Adidas a dévoilé les résultats de son année 2025, avec un chiffre d’affaires record de 24,8 milliards d’euros, en hausse de 13% à taux de change constant. La marque a connu une croissance à deux chiffres sur l’ensemble des marchés et canaux et affirme avoir pris des parts de marché à travers le monde. La marge brute progresse à 51,6 %, tandis que le résultat d’exploitation bondit de 54 % à 2,056 milliards d’euros, portant la marge opérationnelle à 8,3 %. Pour 2026, Adidas vise une nouvelle croissance d’environ 5 à 9 %, soit environ 2 milliards d’euros supplémentaires, et un résultat opérationnel proche de 2,3 milliards malgré un impact négatif estimé à 400 millions lié aux droits de douane américains et aux changes. A moyen terme (2026-2028), le groupe anticipe une croissance annuelle soutenue et un TCAC d’environ 15 % du résultat d’exploitation. « Je suis à nouveau très fier des performances de nos équipes.

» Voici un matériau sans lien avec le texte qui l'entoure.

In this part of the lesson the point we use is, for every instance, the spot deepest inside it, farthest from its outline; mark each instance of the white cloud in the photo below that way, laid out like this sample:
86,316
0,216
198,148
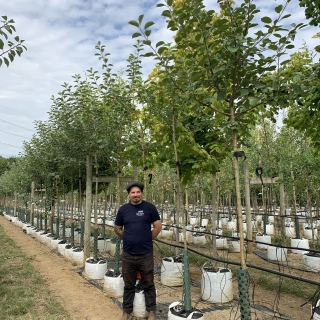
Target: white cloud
61,37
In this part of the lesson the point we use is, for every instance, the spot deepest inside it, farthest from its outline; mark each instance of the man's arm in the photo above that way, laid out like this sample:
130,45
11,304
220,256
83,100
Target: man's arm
157,227
118,230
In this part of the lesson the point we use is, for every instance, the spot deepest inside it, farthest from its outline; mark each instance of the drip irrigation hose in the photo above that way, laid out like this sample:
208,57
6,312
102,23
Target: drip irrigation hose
51,222
57,227
103,227
95,243
117,256
72,234
297,227
82,234
45,221
249,265
63,225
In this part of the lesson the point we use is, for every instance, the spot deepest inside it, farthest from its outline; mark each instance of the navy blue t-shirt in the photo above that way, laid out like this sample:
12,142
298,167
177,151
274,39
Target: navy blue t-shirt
136,221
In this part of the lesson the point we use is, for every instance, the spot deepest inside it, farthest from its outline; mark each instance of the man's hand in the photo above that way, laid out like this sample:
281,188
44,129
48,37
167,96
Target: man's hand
157,227
118,230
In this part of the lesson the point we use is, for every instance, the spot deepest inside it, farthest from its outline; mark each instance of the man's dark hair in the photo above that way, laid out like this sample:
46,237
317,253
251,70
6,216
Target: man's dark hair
135,184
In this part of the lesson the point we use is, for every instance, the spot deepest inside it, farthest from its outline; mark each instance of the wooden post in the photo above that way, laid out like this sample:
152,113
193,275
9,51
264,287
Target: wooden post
282,210
214,215
248,207
32,204
87,226
15,204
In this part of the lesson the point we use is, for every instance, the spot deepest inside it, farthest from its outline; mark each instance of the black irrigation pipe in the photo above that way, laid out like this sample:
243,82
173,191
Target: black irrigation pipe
253,241
249,265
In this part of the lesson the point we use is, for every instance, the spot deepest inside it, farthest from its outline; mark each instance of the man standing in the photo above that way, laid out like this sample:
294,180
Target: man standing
133,225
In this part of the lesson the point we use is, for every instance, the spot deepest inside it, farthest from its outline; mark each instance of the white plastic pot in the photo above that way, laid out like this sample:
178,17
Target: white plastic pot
139,305
177,306
61,247
234,246
299,243
167,234
221,243
277,253
270,229
171,272
113,285
54,243
232,225
95,269
78,256
199,239
311,261
204,222
308,234
266,239
216,285
290,232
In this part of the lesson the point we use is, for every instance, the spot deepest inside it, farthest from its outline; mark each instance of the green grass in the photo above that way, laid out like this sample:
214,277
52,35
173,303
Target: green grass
265,280
23,292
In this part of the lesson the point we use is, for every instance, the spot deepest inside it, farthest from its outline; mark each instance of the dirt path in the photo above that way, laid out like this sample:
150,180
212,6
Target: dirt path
81,299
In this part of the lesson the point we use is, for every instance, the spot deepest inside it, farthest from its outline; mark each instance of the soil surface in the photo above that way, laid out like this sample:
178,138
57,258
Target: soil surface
84,299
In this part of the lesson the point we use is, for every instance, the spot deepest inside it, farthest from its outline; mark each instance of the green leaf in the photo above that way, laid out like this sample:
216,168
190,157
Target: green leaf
6,61
166,13
140,18
244,91
136,34
221,95
266,19
134,23
160,43
254,101
148,54
232,49
161,50
148,24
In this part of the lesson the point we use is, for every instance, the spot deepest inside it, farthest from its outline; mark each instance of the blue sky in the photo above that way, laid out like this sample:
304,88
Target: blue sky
61,36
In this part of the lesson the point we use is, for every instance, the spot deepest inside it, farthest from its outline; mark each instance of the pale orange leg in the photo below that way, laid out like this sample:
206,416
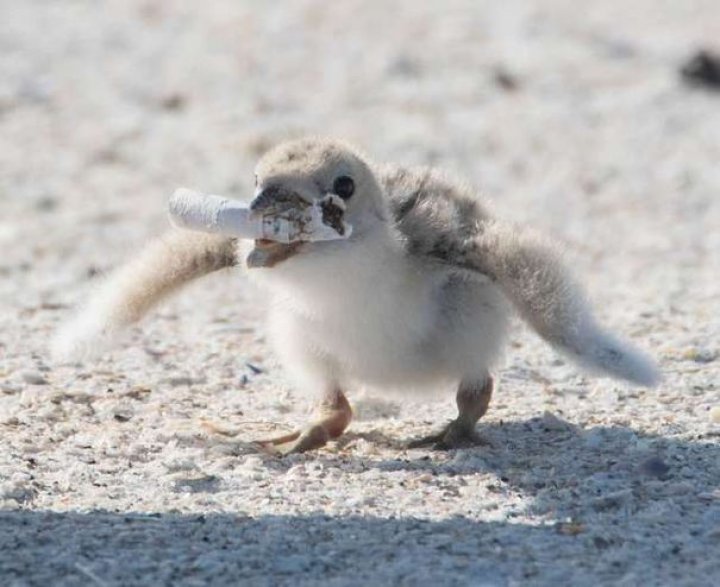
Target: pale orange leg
473,398
333,416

La croissance à deux chiffres au quatrième trimestre, malgré les turbulences extérieures, et le doublement de notre résultat d’exploitation sur la même période ont permis de clôturer l’année en beauté et de rendre l’année 2025 bien meilleure que prévu et anticipée en début d’année », indique Bjørn Gulden, COE de l’entreprise. Le patron d’Adidas, en poste depuis début 2023, a par ailleurs déclaré en conférence de presse qu’un des magasins ​du groupe allemand au Moyen-Orient avait été bombardé et que certains de ses employés avaient dû se réfugier dans des abris. Le groupe a également profité de cette publication des chiffres 2025 pour annoncer la prolongation jusqu’en 2030 du mandat de Bjørn Gulden en tant que directeur général et la nomination de Nassef Sawiris, membre du conseil d’administration, à la présidence du conseil de surveillance. Il succède à Thomas Rabe. « En tant que président du Conseil de surveillance, Nassef Sawiris sera un moteur essentiel de la poursuite d’une collaboration fructueuse avec le Directoire et représentera les intérêts de nos actionnaires avec responsabilité », indique Thomas Rabe.